# KEF vs. B&W



## Guest (Apr 7, 2008)

hello there and thanks for reading

im thinking of either of these two surround setups, the b&w's would stretch the budget a little but maybe i can cut back in other places. i'm also open to other suggestions :bigsmile:

1. kef 5.1 speakers $3050/$3200

IQ9 Front $650 ea
IQ3 or IQ8ds rear? $500/$650 pair
PSW3500 sub $700
IQ6c center $550

2. B&W 5.1 speakers $4000

683 Front $1500 pair
DS3 Rear $850 pair
HTM61 Center $650
ASW610xp Sub $1000


----------



## tonyvdb (Sep 5, 2007)

I can say that the B&W 683 for front speakers will be superb, I have auditioned them and they sound just fantastic. I would go with the B&W's even if it stretches your budget it will be a life long investment and well worth it in my opinion.
You could save a few bucks by going with an SVS PB12-NSD/2 on clearence right now for only $799 and I guarantee that it will out preform the B&W.


----------



## Bob_99 (May 8, 2006)

I have to agree with Tony. If you can get the B&W now, go with it and you'll be happy that you did.

Bob


----------



## mike c (Apr 25, 2006)

i'd vote for the iQ series by KEF.

but I disagree with both the subwoofer choices  there are much much better options 

www.svsound.com


----------



## thxgoon (Feb 23, 2007)

I would also vote for KEF. The XQ and Reference series that I've heard from them in the past were phenomenal. Was never a fan of the old Q series but the newer ones seem to have advanced from when I listened to them. See if you can listen to both. I don't think you can go wrong either way. 

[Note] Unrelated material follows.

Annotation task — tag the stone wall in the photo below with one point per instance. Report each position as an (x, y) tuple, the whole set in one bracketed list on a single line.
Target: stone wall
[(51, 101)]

IF you can stretch your budget or don't mind going used, take a look around for some 3 year old or so XQ or Reference speakers. They were IMHO some of the best sounding speakers I've ever heard. By comparison I thought the B&W's were more laid back which a lot of people like, but the KEF's were never overstated or understated.. if that makes any sense.:coocoo: The old 205's were my fav, but the 203's and even the 201's if you're using a sub sounded amazing. Let us know and post some pics!


----------



## thxgoon (Feb 23, 2007)

Happened upon these at Audiogon.


----------



## Guest (Apr 8, 2008)

so were tied, but the b&w ppl seem more confident so i think b&w is winning at the moment :boxer:


----------



## Guest (Apr 8, 2008)

it would also be great if you guys could take a look at my other thread :bigsmile:
im trying to figure out exactly what i think i want this week at least... :coocoo:

http://www.hometheatershack.com/forums/home-theater-systems/10491-need-some-advice-system-half.html


----------



## thxgoon (Feb 23, 2007)

mcsnickel said:


> so were tied, but the b&w ppl seem more confident so i think b&w is winning at the moment :boxer:


Well, having experience with both I'm pretty dang confindent in KEF over B&W but didn't want to offend anyone. In the end it's up to your ears. I would not buy based on what a few strangers told you over the internet.


----------



## Guest (Apr 8, 2008)

thxgoon said:


> Well, having experience with both I'm pretty dang confindent in KEF over B&W but didn't want to offend anyone. In the end it's up to your ears. I would not buy based on what a few strangers told you over the internet.


k, way to get your point across :heehee:


----------



## eugovector (Sep 4, 2006)

tonyvdb said:


> You could save a few bucks by going with an SVS PB12-NSD/2 on clearence right now for only $799 and I guarantee that it will out preform the B&W.


I think the $799 have been gone for a while, it's been $899 for the black for months now, unless I'm missing something (and add $99 shipping). Even still, a great price and great product compared to the competition.


----------



## Bob_99 (May 8, 2006)

thxgoon said:


> In the end it's up to your ears. I would not buy based on what a few strangers told you over the internet.


 Print that and paste it on your wall. It's good to get opinions, but that is the bottom line when it comes to audio. Trust your ears.

Bob


----------



## Guest (Apr 8, 2008)

Bob_99 said:


> thxgoon said:
> 
> In the end it's up to your ears. I would not buy based on what a few strangers told you over the internet.
> ----------
> ...


i ordered a 25'x5' poster of it and am in the process of figuring out what wall it'll fit on. :dumbcrazy:


----------



## tonyvdb (Sep 5, 2007)

> I think the $799 have been gone for a while, it's been $899 for the black for months now, unless I'm missing something


On this page here it still says clearance $799 it is a discontinued line so I would assume that they still have stock or they wouldn't be advertising it. 


> In the end it's up to your ears.


Fully agree:T


----------



## frosti7 (May 23, 2008)

Neither, try the Dali (not ikon) try to find Suite


----------